When considering Rafael Palmeiro's HoF worthiness, one possible angle is to compare him to the player he statistically most resembles: Eddie Murray. Murray is Palmeiro's second-closest BB-Ref comp (I trust no one here thinks Palmeiro is truly comparable to his number-one match, Frank Robinson), and as a fellow Oriole first baseman who received less attention than his performance merited, Steady Eddie seems a good fit.
My continuing problem with Palmeiro has long been a nagging sense that he was never among the best players in the game in most seasons he played. To test this, I looked at the Top-Five finishes throughout his career in several offensive categories (and one significant award category). I also added a similar line for Murray. The table below lists the total number of Top-Five finishes, with first-place finishes in parentheses:
Player BA R H 2B HR TB RBI OBP SLG MVP Palmeiro 2 2(1) 3(1) 4 6 6 2 0 1 1 Murray 2 2 0 0 5(1) 5 5(1) 5(1) 4 6Palmeiro ranks surprisingly well, I think, in hits and doubles -- he never seemed to be that well-rounded an offensive player, but he clearly was, especially relative to Murray. Where the older Oriole has a clear advantage, however, is in on-base and slugging percentage: Murray was conistently among the league leaders in these key offensive categories, while Palmeiro was not. And while RBIs are kind of a cheap stat, the fact is that only twice did Palmeiro finish in the top five in that category, one that matters to Hall voters. To my mind, Palmeiro measures up pretty decently against Murray, but falls short in terms of overall dominance of his era.
Murray himself is an interesting case: a perennial MVP runner-up (6 times in the Top 5 in MVP voting, compared to just once for Palmeiro), he was universally recognized as among the best in the game for virtually the first ten years of his career. But in 1988, Baltimore dealt him to the Dodgers for the immortal trio of Juan Bell, Brian Holton, and Ken Howell, and Murray's career went seriously off-track. Although he played 9 more years, he had only one other great season (1990 for LA at 33) and one pretty good one (1993 with the Mets at 37). At 32, in his last season with the O's, Murray's best years were behind him. His skills and legendary durability deserted him just as the offensive era of the mid-90s arrived.
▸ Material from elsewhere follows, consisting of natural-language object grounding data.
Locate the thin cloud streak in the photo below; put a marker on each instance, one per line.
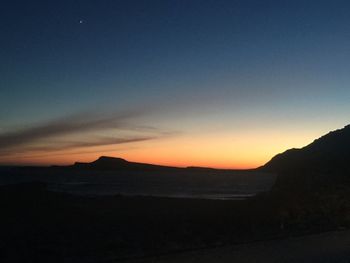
(53, 135)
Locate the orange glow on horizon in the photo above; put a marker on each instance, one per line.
(217, 151)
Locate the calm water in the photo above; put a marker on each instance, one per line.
(214, 184)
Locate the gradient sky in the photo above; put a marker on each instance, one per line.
(212, 83)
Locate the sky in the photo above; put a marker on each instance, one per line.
(225, 84)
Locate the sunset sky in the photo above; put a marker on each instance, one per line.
(225, 84)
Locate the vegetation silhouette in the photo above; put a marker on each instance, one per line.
(311, 195)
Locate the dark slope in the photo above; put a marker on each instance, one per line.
(328, 154)
(112, 163)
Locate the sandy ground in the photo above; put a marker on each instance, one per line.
(326, 247)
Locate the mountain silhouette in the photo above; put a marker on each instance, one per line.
(323, 164)
(330, 153)
(113, 163)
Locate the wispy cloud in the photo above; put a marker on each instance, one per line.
(54, 135)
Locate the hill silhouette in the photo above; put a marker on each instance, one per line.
(321, 165)
(330, 153)
(114, 163)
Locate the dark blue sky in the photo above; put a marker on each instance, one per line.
(232, 65)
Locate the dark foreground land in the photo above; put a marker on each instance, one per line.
(330, 247)
(38, 225)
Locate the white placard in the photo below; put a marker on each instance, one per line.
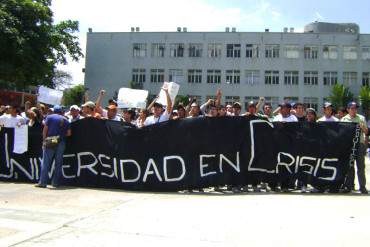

Palmeiro's career, in many ways, went in reverse. Whereas Murray was a star from his rookie 1977 campaign at 21, Palmeiro didn't nail down a full-time job till he was 23 (1988 with the Cubs), and didn't crack 20 home runs until he turned 26 (1991 in Texas). After his age-27 campaign, in which he hit 22 dingers, Palmeiro was a .300 hitter with an average of 15 home runs a season; Mark Grace, if you will. Murray had already hit 25 or more homers 6 times after his age-27 season.
Late in the 1992 season, the Rangers obtained Jose Canseco from Oakland. Starting the very next year, Palmeiro's annual home run totals went like this:
Put differently: from age 30 onwards, Eddie Murray hit 246 of his 504 home runs (48.8%). From age 30 onwards, Rafael Palmeiro hit 396 of his 551 (71.8%).
Interestingly, the four seasons in which Palmeiro finished in the Top Five in hits and doubles were '88, '90, '91 and '93. Despite his power explosion, he finished as high as 2nd in home runs only once (3rd twice), while after 1994, he only ever finished as high as 10th in doubles.
Eddie Murray was well on his way to the Hall of Fame by age 30: nine straight seasons as one of the best in the game. Rafael Palmeiro, by age 30, had hit more than 30 home runs only once and was still widely regarded as a solid hitter with medium power -- his age-29 comp is John Olerud, his age-30 comp Will Clark. Palmeiro didn't start building his HoF statistics in earnest until after he turned 30, and as we all know, his post-30 accomplishments are currently under review and are potentially tainted.
Until the questions about his possible chemical enhancements are fully put to rest, it would be irresponsible to support a Hall of Fame vote for Rafael Palmeiro. He may very well be an innocent victim -- or he may have used steroids, but only sparingly and to no great assistance to his performance. But we have to clear that up, in full, to protect the integrity of the Hall. The appearance of wrongdoing, from the average fan's perspective, is too strong to risk looking the other way.
Palmeiro is the first player of his era to have to withstand scrutiny of his Hall-worthiness in light of steroid allegations. But he won't be the first player to hold a commanding spot on a Cooperstown ballot and experience an actual debate over whether he used steroids and whether steroids unfairly improved his performance. That honour will go to Mark McGwire.